= Jackie Bange =

American journalist

Jackie Bange is the weekend anchor and reporter for independent station WGN-TV in Chicago, Illinois. Bange has co-anchored the weekend edition of the station's primetime newscast WGN News at Nine since October 1995. Bange is married with three children.

==Career==
Bange is a graduate of the University of Florida, where she received her post-baccalaureate degree in Telecommunications. Bange also has an undergraduate degree from Florida State University in Management Information Systems.

Bange began her career as a noon anchor and reporter for CBS affiliate WPEC-TV in West Palm Beach, Florida. In 1990, she became a general assignment reporter and weekend anchor for NBC owned-and-operated station WMAQ-TV in Chicago. Bange joined WGN-TV in August 1993 as a general assignment reporter, and then was later named co-anchor of the WGN Morning News from January to October 1995 before moving to weekend evenings. In 2009, Bange completed the Olympic length of the Chicago Triathlon.
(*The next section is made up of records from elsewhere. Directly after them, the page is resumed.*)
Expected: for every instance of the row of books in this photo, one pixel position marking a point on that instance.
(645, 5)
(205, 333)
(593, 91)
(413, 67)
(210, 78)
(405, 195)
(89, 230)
In addition to coverage of local stories, Bange has done reports from international locations, including Paris and Africa.

==Awards and recognition==
Bange won a Regional Emmy Award in 1999 for "Best Feature Reporting" for her series on a group of skydivers trying to attain the world record for the largest skydive formation.

In 2005, following the devastating Hurricane Katrina, Bange was assigned a special report called "Into the Darkness," which profiled two Chicago-area pilots and their crew who became among the first to arrive in New Orleans after the storm destroyed the levees surrounding the city and flooded New Orleans and who helped rescue hundreds of stranded residents. Bange recreated the rescue for viewers using night-vision goggles, and the report won an award by the Illinois chapter of the Associated Press for "Best Hard News Feature".

In 2009 Bange won the Peter Lisagor award for hard news and in-depth reporting for a news piece wherein she helped a widow "get justice" for her husband who was killed in a case of suspected drunk driving.